LAWRENCEVILLE - A county official said Thursday that Gwinnett is working on an extension with its nine residential garbage haulers that would allow them to keep working in the county through the end of the year.

With the 120-day extension granted to haulers in December set to expire April 30, the move would give the county another eight months for developing and implementing a new solid waste plan.

"Staff is very close to finalizing a timeline for a new solid waste plan for the county," Communication Director Joe Sorenson said. "As soon as we have that in place, we'll make an announcement."

The 120-day extension was given to all of Gwinnett's residential trash haulers after Superior Court Judge Michael Clark granted haulers Southern Sanitation and Sanitation Solutions a preliminary injunction against the county and Gwinnett Clean and Beautiful.
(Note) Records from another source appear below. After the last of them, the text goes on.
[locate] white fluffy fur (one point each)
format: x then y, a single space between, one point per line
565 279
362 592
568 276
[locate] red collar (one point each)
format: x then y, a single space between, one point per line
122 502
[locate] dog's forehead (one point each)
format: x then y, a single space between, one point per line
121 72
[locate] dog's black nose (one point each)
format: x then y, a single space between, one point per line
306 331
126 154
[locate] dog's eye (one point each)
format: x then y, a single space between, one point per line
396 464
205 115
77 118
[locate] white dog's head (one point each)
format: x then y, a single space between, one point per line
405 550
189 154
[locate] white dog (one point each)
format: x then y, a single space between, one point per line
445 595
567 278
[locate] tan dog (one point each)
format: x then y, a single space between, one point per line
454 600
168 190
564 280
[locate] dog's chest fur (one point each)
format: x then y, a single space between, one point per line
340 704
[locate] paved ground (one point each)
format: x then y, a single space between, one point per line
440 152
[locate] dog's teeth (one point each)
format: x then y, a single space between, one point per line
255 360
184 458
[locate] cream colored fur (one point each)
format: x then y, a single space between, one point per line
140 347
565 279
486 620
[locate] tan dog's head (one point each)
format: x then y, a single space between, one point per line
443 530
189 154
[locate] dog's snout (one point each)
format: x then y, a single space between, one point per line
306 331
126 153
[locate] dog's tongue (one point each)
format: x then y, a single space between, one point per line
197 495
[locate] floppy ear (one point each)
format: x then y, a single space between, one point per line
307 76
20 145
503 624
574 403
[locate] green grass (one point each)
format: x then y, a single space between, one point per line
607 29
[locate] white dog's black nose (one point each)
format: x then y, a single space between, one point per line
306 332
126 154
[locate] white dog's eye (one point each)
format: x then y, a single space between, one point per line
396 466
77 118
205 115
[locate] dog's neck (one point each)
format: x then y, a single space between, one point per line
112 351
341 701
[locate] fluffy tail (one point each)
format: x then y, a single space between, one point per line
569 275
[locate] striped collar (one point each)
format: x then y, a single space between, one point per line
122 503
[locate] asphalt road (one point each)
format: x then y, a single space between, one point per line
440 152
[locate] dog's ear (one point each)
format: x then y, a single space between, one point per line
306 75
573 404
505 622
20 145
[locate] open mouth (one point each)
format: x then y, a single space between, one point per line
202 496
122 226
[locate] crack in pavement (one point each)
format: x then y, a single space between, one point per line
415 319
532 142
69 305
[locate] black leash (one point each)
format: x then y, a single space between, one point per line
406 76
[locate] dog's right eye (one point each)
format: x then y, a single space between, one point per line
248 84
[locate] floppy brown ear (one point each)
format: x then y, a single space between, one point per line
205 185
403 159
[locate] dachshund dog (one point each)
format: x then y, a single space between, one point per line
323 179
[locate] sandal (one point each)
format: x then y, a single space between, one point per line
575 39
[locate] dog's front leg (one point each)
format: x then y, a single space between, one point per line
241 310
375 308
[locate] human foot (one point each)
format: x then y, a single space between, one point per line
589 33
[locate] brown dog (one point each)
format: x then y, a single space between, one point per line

The preliminary injunction halted the county's 2008 solid waste plan from taking effect Jan. 1. That plan would have set the county up into six zones with two haulers - Waste Pro and Advanced Disposal - servicing three zones each, or roughly 90,000 households each.

Haulers Southern Sanitation and Sanitation Solutions filed the lawsuit challenging that plan because they said it would have forced them out of business and that the request for proposal process was suited to the advantage of large corporations. The matter is scheduled to be resolved in court in early May, although the county and Gwinnett Clean and Beautiful have requested mediation.

In related business, Commissioner Mike Beudreau's "blue ribbon" trash committee is still shooting to get its recommendations to Beaudreau prior to the Board of Commissioners meeting Tuesday.

According to member Mack Perry, the group is divided over some issues while in total agreement on others. One that it seems to be in agreement about is making trash service mandatory for all residential homes.

"People are pretty set on mandatory trash pickup because that's the only way we can get rid of a big portion of the illegal dumping," Perry said. "And the illegal dumping isn't coming from people who have trash service."

The issue where there seems to be contention relates to allowing people to opt out of the mandatory service. For instance, it's been brought to the committee's attention that some small business owners take their home trash to their place of business, the logic being why pay for a service twice. Other concerns relate to vacant rental properties and also senior citizens living on fixed incomes. Perry said some churches allow their senior members to dump trash at the church to save them the expense.

"I personally don't have a problem with an opt-out program as long as it's very strict," Perry said. "But people need to realize that we're just making recommendations."

One other group who offered some recommendations this past week regarding Gwinnett's ongoing solid waste issue was the grand jury, which initiated the investigation themselves, said District Attorney Danny Porter.

It recommended that Gwinnett County allow residents to have input regarding the final plan that is implemented, to not include trash bills in homeowner property taxes and to not eliminate competition among haulers. Specifically, it said that residents want the ability to choose from at least three haulers in order for there to be competition and to keep cost low.

Sorenson said the county respects the time and opinions of the members of the grand jury.

"We will give their recommendations significant weight as we move forward with the development of a new plan," Sorenson said. "That will include the opportunity for even more community input."